Open by setting the scene

A lot of writing advice will pretend to teach you how to grab an audience’s attention. Well, there’s more to writing than getting attention.  There’s the reader to consider.

This is an editorial essay, so we start with an introduction.  In the first paragraph, I let you know the purpose, to determine whether or not this is something that interests you and is useful to you.  Good writing respects the reader, it doesn’t try to waste the reader’s time with sensationalism.

Not all writing is an essay, however.  In fiction, and in especially in journalism and in most other storytelling genres, writing usually starts with setting the scene.  If you were to write for the Ptara blog or an article for our journal, we’d normally expect the writing to start in the appropriate way, depending upon the genre.

Ways of setting the scene:

  1. Traditional newspaper opening LOCATION: DATE.  Then a summary of the key facts surrounding the event, detailing the who, what, when, and where, leaving the why and how till later.


London: July 26th, 1995.  At the London School of Journalism today, one of the lecturers [name withheld] claimed that “news is when someone has something to hide, everything else is advertising.”  The students then took the underground to enter the […] courtroom where… was charged with …

Okay, so it would be more interesting with the details, right?  Then the facts would be easier to refute or to verify.

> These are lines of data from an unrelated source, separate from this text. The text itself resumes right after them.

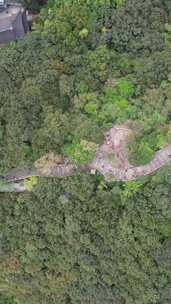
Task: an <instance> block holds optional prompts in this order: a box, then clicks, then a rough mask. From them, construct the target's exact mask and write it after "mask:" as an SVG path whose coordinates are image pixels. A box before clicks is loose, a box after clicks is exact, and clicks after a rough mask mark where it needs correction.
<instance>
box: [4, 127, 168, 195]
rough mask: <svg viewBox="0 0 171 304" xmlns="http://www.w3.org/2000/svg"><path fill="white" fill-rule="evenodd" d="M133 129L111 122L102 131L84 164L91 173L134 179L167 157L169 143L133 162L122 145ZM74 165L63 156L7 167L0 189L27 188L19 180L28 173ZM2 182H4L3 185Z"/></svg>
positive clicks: (75, 165) (19, 180)
mask: <svg viewBox="0 0 171 304" xmlns="http://www.w3.org/2000/svg"><path fill="white" fill-rule="evenodd" d="M132 133H133V131H132V130H131V129H130V128H129V124H128V123H125V124H122V125H115V126H113V128H111V129H110V130H109V131H108V132H107V133H106V134H105V139H104V142H103V143H102V144H101V145H99V146H98V149H97V152H96V154H95V157H94V159H93V160H92V161H91V162H90V163H89V164H88V165H87V166H86V168H87V169H88V170H89V171H90V173H91V174H95V173H96V172H97V171H98V172H100V173H101V174H102V175H103V176H104V178H105V180H106V181H128V180H135V179H136V178H138V177H140V176H146V175H149V174H152V173H154V172H155V171H157V170H158V169H160V168H161V167H163V166H164V165H165V164H167V163H168V162H169V161H170V160H171V144H170V145H168V146H167V147H164V148H162V149H160V150H159V151H157V152H156V153H155V155H154V157H153V159H152V160H151V162H149V163H148V164H146V165H142V166H133V165H131V164H130V163H129V161H128V159H127V155H126V145H127V144H128V141H129V137H130V135H131V134H132ZM77 169H79V167H78V166H76V165H74V164H72V163H71V162H70V161H69V160H68V159H67V158H64V161H63V163H61V164H59V163H55V162H49V164H48V165H46V168H44V167H42V168H35V167H34V168H28V169H23V170H17V169H14V170H11V172H10V173H9V174H8V175H6V176H4V177H1V178H0V180H1V181H2V185H0V192H23V191H27V188H26V186H25V185H24V183H23V181H24V180H25V179H27V178H29V177H33V176H38V177H58V178H62V177H65V176H69V175H71V174H72V173H73V172H74V171H75V170H77ZM3 182H4V185H3Z"/></svg>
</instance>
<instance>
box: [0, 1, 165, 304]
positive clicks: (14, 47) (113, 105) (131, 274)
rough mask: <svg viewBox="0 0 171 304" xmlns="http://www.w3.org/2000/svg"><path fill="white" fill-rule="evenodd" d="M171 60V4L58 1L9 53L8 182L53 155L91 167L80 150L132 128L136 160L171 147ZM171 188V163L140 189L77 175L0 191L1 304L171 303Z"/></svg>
mask: <svg viewBox="0 0 171 304" xmlns="http://www.w3.org/2000/svg"><path fill="white" fill-rule="evenodd" d="M26 2H27V1H26ZM26 2H25V3H26ZM28 3H29V5H30V3H31V2H30V1H28ZM36 3H38V4H41V5H42V4H43V5H44V3H42V2H41V1H37V2H36ZM26 5H28V4H27V3H26ZM170 54H171V4H170V0H163V1H162V0H144V1H140V0H96V1H95V0H94V1H93V0H72V1H71V0H65V1H62V0H56V1H55V0H49V2H48V3H47V4H46V5H45V6H43V7H42V9H41V11H40V17H39V20H38V21H36V23H35V24H34V25H33V31H32V32H31V33H29V34H28V35H26V36H25V38H24V39H23V40H21V41H19V42H17V43H15V42H12V43H10V44H8V45H6V46H3V47H2V48H1V49H0V140H1V141H0V142H1V144H0V159H1V162H0V173H1V175H4V174H6V173H7V172H8V171H9V170H10V169H12V168H16V167H19V168H23V167H25V166H31V165H32V164H33V163H34V162H35V161H36V160H37V159H39V158H40V157H42V156H43V155H45V154H46V153H50V152H53V153H55V154H60V155H64V156H67V157H69V158H70V159H72V160H73V161H75V162H76V163H81V164H84V163H85V162H86V161H87V160H89V157H91V155H89V154H87V151H86V150H85V149H84V145H83V143H85V142H86V143H89V144H90V143H91V144H94V145H96V144H98V143H101V142H102V140H103V136H104V132H105V131H107V130H109V129H110V128H111V126H113V124H117V123H123V122H125V121H131V122H132V127H133V129H134V130H135V136H134V138H133V139H132V142H131V144H130V146H129V147H128V156H129V159H130V160H131V162H132V163H134V164H145V163H147V162H148V161H149V160H150V159H151V158H152V156H153V155H154V153H155V151H157V150H158V149H159V148H162V147H164V146H165V145H166V144H168V143H171V58H170ZM170 192H171V164H168V166H166V167H165V168H163V169H161V170H160V171H159V172H158V173H157V174H155V175H153V176H149V177H146V178H140V179H138V180H136V181H132V182H113V183H112V182H111V183H107V182H105V181H104V179H103V177H102V176H100V175H98V174H97V175H95V176H91V175H89V174H88V173H87V172H76V173H74V174H73V175H72V176H70V177H66V178H64V179H57V178H54V179H50V178H42V179H38V180H37V184H36V185H35V186H34V187H33V189H32V192H31V193H23V194H2V193H1V194H0V198H1V208H0V227H1V229H0V253H1V254H0V303H3V304H16V303H17V304H23V303H26V304H38V303H42V304H46V303H47V304H101V303H104V304H112V303H116V304H169V303H170V302H171V267H170V263H171V204H170V197H171V193H170Z"/></svg>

Well, maybe later.

With fiction, however, the details don’t have to be as specific.

“It was the best of times, it was the worst of times…”

“A long time ago, in a land far far away…”

“Once upon a time…”

In some ways, the lack of being too specific allows us to identify with the characters.  (See Scott McCloud’s books on understanding comics for a similar take on images.)  Even when things are relatively specific, sometimes only part of a year is included, as in Treasure Island, where in the first few paragraphs the writer states…

“I take up my pen in the year of grace 17__ and go back to the time when my father kept up the Admiral Benbow in and the brown old seaman with the sabre cut first took up his lodging under our roof.”

The year is not specific, and other facts are left deliberately vague, which helps us get lost in the story.

The same can be said for Mary Shelley’s Frankenstein, and many other novels in French and English.  The same lack of detail which would make a terrible news story makes an enchanting fantasy.

Unfortunately, a lot of vague journalism is out there.  And people are getting too specific with fiction, while leaving out the details in fact.  As a result, our generation (by which I mean everyone from baby boomers down to millennials) seems to have difficulty separating myth from reality.

To conclude, there are three principal ways to start prose, depending upon which genre.  To start fiction, we’d normally set the scene by entering the ordinary world of the characters through the imagination, then getting into the key actions.  With writing journalism, we normally start by giving as exact a date and time as we can, and summarising the key facts.  Journalists might describe the world as they’ve seen it, but photographs are often used in the place of words, and the facts are allowed to speak for themselves.  With an essay, we normally start by making the purpose of our writing clear.

There are other ways to start prose, of course, but I think beginners can greatly benefit by trying one of these three.  With fiction, I’m open to experimentation, but with news writing, I really think time and place are important.